Teknis analisis yang digunakan dalam penelitian ini mencakup 2 tahapan analisis yang berhubungan, yakni sebagai berikut: 1) analisis spasial urban sprawl Kota Depok Tahun 2013 – 2018 dan Tahun 2018 – 2023. Analisis ini dilakukan untuk mengetahui perkembangan distribusi spasial urban sprawl pada 63 kelurahan di Kota Depok. Analisa yang dilakukan melalui 2 tahapan menggunakan bantuan software ArcGIS yaitu analisis distribusi spasial yang menghasilkan indeks urban sprawl dan analisis autokorelasi spasial yang menghasilkan indikasi pola pengelompokan maupun pembentukan kecenderungan terhadap indeks urban sprawl yang terjadi dalam 2 rentang waktu yang diteliti; 2) analisis hubungan perkembangan urban sprawl Kota Depok terhadap Status D3TLH Sektor Air. Analisis ini dilakukan dengan teknik overlay peta yang kemudian dilanjutkan dengan analisis korelasi rank spearman dengan bantuan software SPSS.

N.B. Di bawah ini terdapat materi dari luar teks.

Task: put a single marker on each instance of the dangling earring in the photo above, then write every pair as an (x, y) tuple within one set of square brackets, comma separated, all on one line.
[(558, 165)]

Adapun jenis dan teknik analisis data serta output yang diharapkan sebagaimana sudah dijabarkan, dirangkum dalam Tabel 1.

 

Tabel 1. Matriks tujuan penelitian, jenis data, teknik analisis dan output

No

Tujuan

Input Data

Teknik Analisis

Output/ Luaran

1.

Menganalisis perkembangan urban sprawl yang terjadi di Kota Depok;

-      Peta Penggunaan/ Tutupan Lahan Kota Depok Tahun 2013, Tahun 2018, dan Tahun 2023;

-      Data jumlah penduduk kota Depok per kelurahan Tahun 2013, Tahun 2018, dan Tahun 2023

-     Analisis Distribusi Spasial Urban Sprawl;

-     Autokorelasi Urban Sprawl (Global Moran Indeks dan Local Indicator of Spatial Association/ LISA)

 

-     Perkembangan Indeks Sprawl (Non Sprawl, Low Sprawl, dan Strong Sprawl);

-     Perkembangan Pola Urban Sprawl (Ribbon Develoment dan Leap Frog development)

2.

Menganalisis Hubungan Perkembangan Urban Sprawl Kota Depok terhadap DDDTLH Air

-      Output tujuan 1 (Perkembangan Indeks Sprawl)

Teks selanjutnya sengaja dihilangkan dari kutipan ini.